Por: José Mendes Pereira
O cangaceiro Balão
Em 1973, o cangaceiro Balão cedeu entrevista à Revista Realidade, e para mim, não sei se estou certo, Balão foi o cangaceiro que mais fantasiou as suas respostas. É claro que cada um deles queria levar a sardinha para o seu prato, mas não era necessário tanta fantasia.
Vamos apreciar o que ele falou.
“-Estávamos acampados perto do Rio São Francisco. Lampião acordou às 5 horas da manhã e mandou um dos homens reunir o grupo para fazer o ofício de Nossa Senhora. Enquanto lia a missa em voz alta, todos nós ficamos ajoelhados ao lado das barracas, respondendo amém e batendo no peito na hora do Senhor Deus".
Lampião e seu bando rezando
Continua: "-Terminado o ofício Lampião mandou Amoroso buscar água para o café. Mas quando ele se abaixou no córrego veio o primeiro tiro. Havia uma metralhadora atrás de duas pedras, a 20 metros da barraca de Lampião.
Coiteiro de Lampião Pedro de Cândido
Pedro de Cândido, um dos nossos, havia nos traído, e acho que tinha dado ao sargento Zé Procópio até a posição das camas."
"-Numa rajada de metralhadora serrou a ponta da minha barraca..."

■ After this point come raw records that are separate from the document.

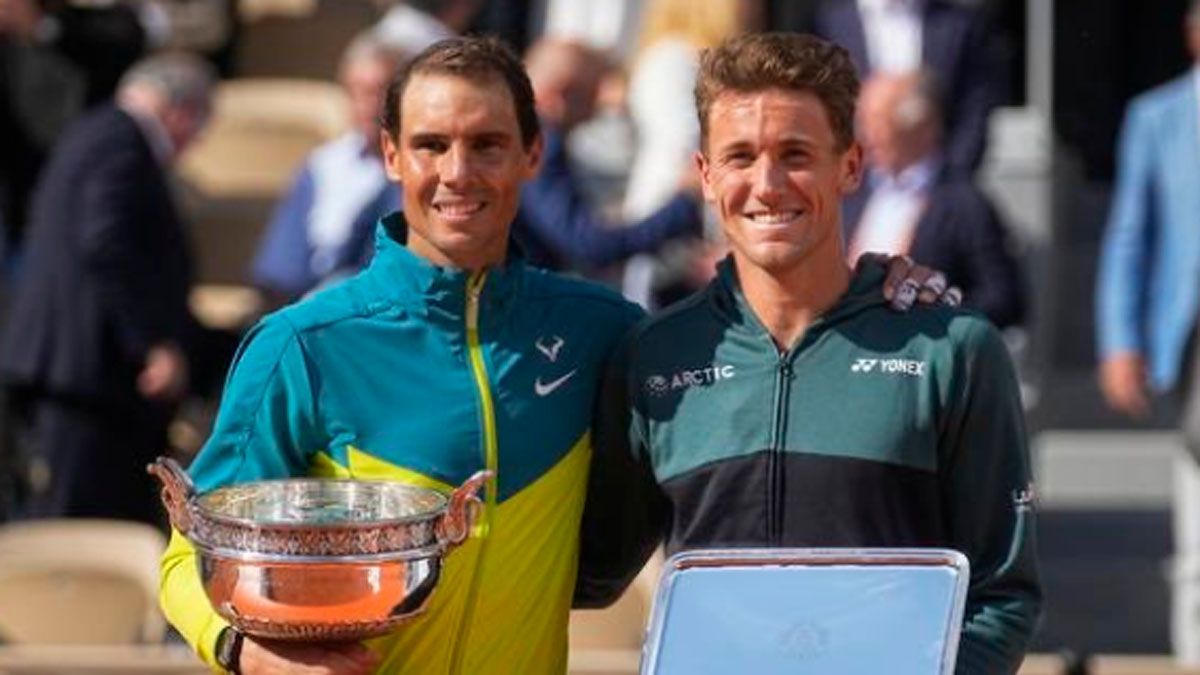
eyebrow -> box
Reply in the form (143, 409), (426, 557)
(409, 131), (512, 144)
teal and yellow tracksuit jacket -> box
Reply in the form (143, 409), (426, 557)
(161, 215), (641, 675)
(578, 261), (1042, 675)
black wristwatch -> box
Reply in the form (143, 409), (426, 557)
(216, 626), (246, 675)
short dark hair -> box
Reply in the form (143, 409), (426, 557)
(695, 32), (858, 150)
(380, 37), (539, 148)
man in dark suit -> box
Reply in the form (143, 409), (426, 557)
(842, 71), (1024, 328)
(0, 55), (212, 522)
(814, 0), (1001, 174)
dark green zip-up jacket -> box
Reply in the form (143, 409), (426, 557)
(577, 255), (1040, 675)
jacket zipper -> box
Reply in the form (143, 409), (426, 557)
(450, 270), (499, 675)
(767, 344), (792, 546)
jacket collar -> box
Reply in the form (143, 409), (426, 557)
(368, 211), (524, 317)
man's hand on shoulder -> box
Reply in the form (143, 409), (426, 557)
(1099, 352), (1150, 419)
(859, 253), (962, 312)
(138, 342), (187, 401)
(239, 638), (379, 675)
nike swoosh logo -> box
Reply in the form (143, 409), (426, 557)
(533, 370), (575, 396)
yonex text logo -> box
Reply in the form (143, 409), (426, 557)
(850, 359), (880, 372)
(850, 359), (926, 377)
(646, 364), (737, 396)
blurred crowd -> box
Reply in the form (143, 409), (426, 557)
(0, 0), (1200, 653)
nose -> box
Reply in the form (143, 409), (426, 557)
(754, 154), (787, 204)
(438, 143), (470, 187)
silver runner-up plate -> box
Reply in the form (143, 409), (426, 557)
(641, 549), (971, 675)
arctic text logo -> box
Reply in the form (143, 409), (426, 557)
(646, 364), (737, 396)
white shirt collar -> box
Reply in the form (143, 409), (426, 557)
(119, 104), (175, 168)
(870, 154), (943, 192)
(858, 0), (924, 12)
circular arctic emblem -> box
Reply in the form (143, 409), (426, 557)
(646, 375), (671, 396)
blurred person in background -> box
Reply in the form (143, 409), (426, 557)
(251, 31), (404, 307)
(1096, 1), (1200, 422)
(576, 32), (1042, 675)
(842, 71), (1024, 328)
(1096, 5), (1200, 664)
(814, 0), (1002, 175)
(623, 0), (763, 307)
(0, 54), (214, 522)
(512, 37), (702, 273)
(374, 0), (485, 54)
(0, 0), (149, 256)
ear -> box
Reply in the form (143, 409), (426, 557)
(379, 129), (400, 183)
(526, 132), (546, 180)
(692, 150), (716, 204)
(839, 141), (864, 197)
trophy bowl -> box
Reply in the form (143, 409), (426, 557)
(148, 458), (491, 641)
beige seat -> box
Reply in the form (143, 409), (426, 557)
(236, 0), (379, 80)
(570, 550), (662, 675)
(179, 78), (348, 285)
(0, 519), (166, 645)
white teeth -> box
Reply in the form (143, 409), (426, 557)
(433, 202), (484, 217)
(746, 211), (799, 225)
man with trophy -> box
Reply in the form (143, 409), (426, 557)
(162, 38), (944, 674)
(577, 34), (1040, 675)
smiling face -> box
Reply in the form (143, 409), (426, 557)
(697, 89), (862, 275)
(382, 73), (541, 269)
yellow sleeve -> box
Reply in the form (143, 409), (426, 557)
(158, 528), (228, 673)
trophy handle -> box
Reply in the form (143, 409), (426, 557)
(146, 456), (196, 534)
(437, 471), (494, 549)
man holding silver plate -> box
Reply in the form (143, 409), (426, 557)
(577, 34), (1040, 675)
(162, 32), (960, 674)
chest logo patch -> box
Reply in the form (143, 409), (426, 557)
(533, 335), (566, 363)
(850, 359), (928, 377)
(533, 370), (575, 396)
(646, 364), (737, 396)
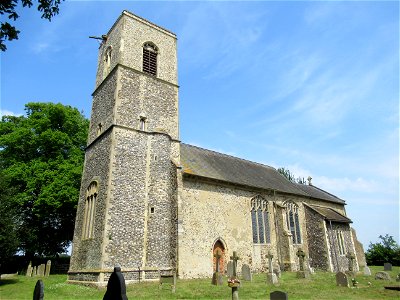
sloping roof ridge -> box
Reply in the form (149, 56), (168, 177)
(181, 143), (277, 171)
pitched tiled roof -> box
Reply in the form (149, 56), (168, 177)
(181, 143), (307, 196)
(307, 205), (353, 223)
(296, 184), (344, 204)
(180, 143), (344, 204)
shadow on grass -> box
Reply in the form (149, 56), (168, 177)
(0, 278), (19, 286)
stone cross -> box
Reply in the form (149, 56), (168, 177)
(265, 251), (274, 273)
(346, 252), (355, 272)
(296, 249), (306, 271)
(231, 251), (240, 277)
(214, 249), (222, 272)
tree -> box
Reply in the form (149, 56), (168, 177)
(0, 0), (61, 51)
(278, 168), (306, 184)
(0, 103), (89, 257)
(365, 234), (400, 266)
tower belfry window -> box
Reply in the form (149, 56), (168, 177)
(143, 43), (158, 76)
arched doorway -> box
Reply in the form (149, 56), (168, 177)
(213, 240), (225, 274)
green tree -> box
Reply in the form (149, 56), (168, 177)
(365, 234), (400, 266)
(0, 0), (61, 51)
(0, 103), (89, 257)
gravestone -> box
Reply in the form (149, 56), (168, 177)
(211, 249), (222, 285)
(375, 271), (391, 280)
(226, 261), (233, 277)
(103, 266), (128, 300)
(26, 262), (33, 277)
(45, 260), (51, 277)
(242, 264), (252, 281)
(296, 249), (310, 278)
(364, 266), (371, 276)
(33, 280), (44, 300)
(336, 272), (349, 287)
(269, 291), (289, 300)
(383, 263), (392, 271)
(37, 264), (46, 276)
(265, 251), (278, 284)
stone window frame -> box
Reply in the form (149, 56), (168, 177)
(284, 201), (302, 245)
(142, 42), (159, 77)
(250, 195), (271, 244)
(336, 230), (346, 255)
(82, 180), (98, 240)
(103, 46), (113, 78)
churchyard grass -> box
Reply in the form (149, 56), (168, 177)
(0, 266), (400, 300)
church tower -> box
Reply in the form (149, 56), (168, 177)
(68, 11), (180, 285)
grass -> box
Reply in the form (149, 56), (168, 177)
(0, 267), (400, 300)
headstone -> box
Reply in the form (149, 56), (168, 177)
(37, 264), (46, 276)
(211, 249), (222, 285)
(269, 291), (289, 300)
(26, 262), (33, 277)
(45, 260), (51, 277)
(375, 271), (390, 280)
(364, 266), (371, 276)
(336, 272), (349, 287)
(103, 266), (128, 300)
(383, 263), (392, 271)
(226, 261), (233, 277)
(33, 280), (44, 300)
(242, 264), (252, 281)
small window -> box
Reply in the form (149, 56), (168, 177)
(143, 43), (158, 76)
(82, 181), (98, 239)
(251, 196), (271, 244)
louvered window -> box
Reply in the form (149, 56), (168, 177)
(143, 43), (158, 76)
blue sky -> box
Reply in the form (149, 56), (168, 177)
(0, 1), (399, 249)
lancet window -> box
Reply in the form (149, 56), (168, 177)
(251, 196), (271, 244)
(83, 181), (98, 239)
(286, 202), (301, 244)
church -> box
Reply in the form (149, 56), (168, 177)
(68, 11), (365, 286)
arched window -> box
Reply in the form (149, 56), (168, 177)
(143, 42), (158, 76)
(82, 181), (98, 239)
(286, 202), (301, 244)
(103, 46), (112, 78)
(251, 196), (271, 244)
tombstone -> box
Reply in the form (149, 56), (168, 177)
(33, 280), (44, 300)
(103, 266), (128, 300)
(45, 260), (51, 277)
(242, 264), (252, 281)
(364, 266), (371, 276)
(383, 263), (392, 271)
(336, 272), (349, 287)
(211, 249), (222, 285)
(296, 249), (310, 278)
(37, 264), (46, 276)
(226, 261), (233, 277)
(269, 291), (289, 300)
(375, 271), (391, 280)
(26, 262), (33, 277)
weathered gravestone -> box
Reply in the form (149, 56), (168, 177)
(26, 262), (33, 277)
(296, 249), (310, 278)
(33, 280), (44, 300)
(364, 266), (371, 276)
(375, 271), (390, 280)
(383, 263), (392, 271)
(226, 261), (233, 277)
(242, 264), (252, 281)
(211, 249), (222, 285)
(103, 266), (128, 300)
(265, 252), (278, 284)
(37, 264), (46, 276)
(44, 260), (51, 277)
(336, 272), (349, 287)
(269, 291), (289, 300)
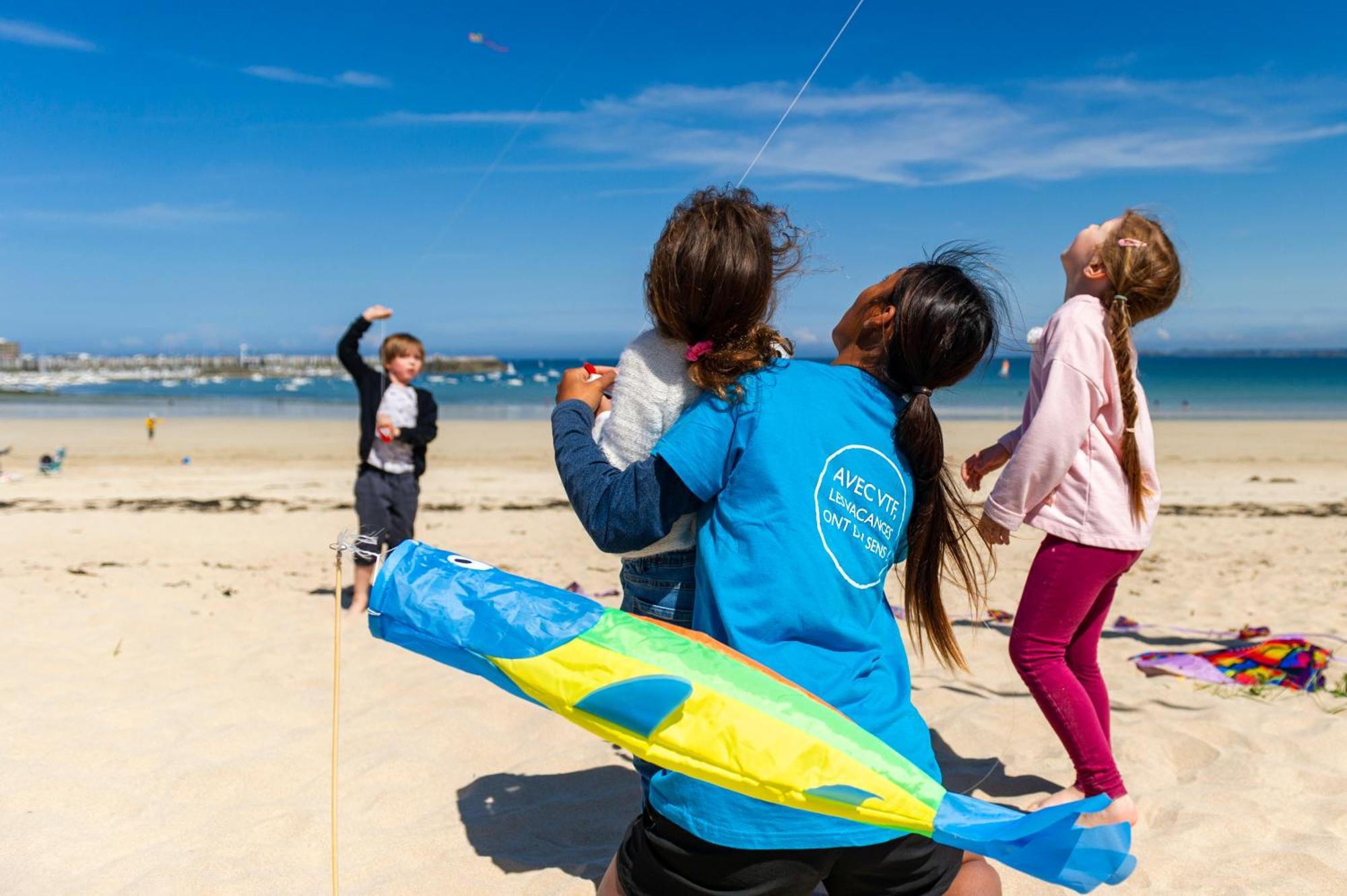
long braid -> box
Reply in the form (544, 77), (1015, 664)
(1109, 294), (1149, 519)
(1099, 209), (1183, 519)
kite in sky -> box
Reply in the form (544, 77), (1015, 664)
(467, 31), (509, 53)
(369, 541), (1136, 893)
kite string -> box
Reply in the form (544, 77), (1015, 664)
(408, 0), (622, 275)
(734, 0), (865, 187)
(331, 550), (342, 896)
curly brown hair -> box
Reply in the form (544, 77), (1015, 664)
(645, 186), (806, 401)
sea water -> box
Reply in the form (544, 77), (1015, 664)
(0, 357), (1347, 421)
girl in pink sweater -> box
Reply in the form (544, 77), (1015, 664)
(963, 211), (1180, 823)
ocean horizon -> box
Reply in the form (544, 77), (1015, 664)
(0, 355), (1347, 420)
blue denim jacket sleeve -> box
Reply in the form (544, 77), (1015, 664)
(552, 400), (702, 553)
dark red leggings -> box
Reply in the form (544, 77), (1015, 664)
(1010, 535), (1141, 798)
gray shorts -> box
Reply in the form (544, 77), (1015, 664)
(356, 464), (420, 566)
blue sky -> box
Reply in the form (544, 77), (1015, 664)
(0, 0), (1347, 355)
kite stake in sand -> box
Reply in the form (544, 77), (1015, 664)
(369, 541), (1136, 893)
(327, 528), (379, 896)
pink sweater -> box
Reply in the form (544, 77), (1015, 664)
(983, 296), (1160, 550)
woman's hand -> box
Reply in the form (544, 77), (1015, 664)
(556, 365), (617, 411)
(959, 444), (1010, 491)
(978, 514), (1010, 545)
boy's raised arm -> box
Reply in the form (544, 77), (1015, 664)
(337, 306), (389, 382)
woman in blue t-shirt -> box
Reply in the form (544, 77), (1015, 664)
(552, 249), (1001, 896)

E continua o cangaceiro Balão: "- Meu companheiro Mergulhão, levantou-se de um salto, mas caiu partido ao meio por nova rajada. Eu permaneci deitado, e com jeito coloquei o bornal de balas no ombro direito, o sobressalente no esquerdo, calcei uma alpargata. A do pé esquerdo não quis entrar, e eu a prendi também no ombro. Quando levantei, vi um soldado batendo com o fuzil na cabeça de Mergulhão. De repente ele estava com o cano de sua arma encostada na minha perna e eu apontava meu mosquetão contra sua barriga. Atiramos. Caímos os dois e fomos formar uma cruz junto ao corpo de Mergulhão. Levantei-me devagar. O soldado estava morto e minha perna não fora quebrada.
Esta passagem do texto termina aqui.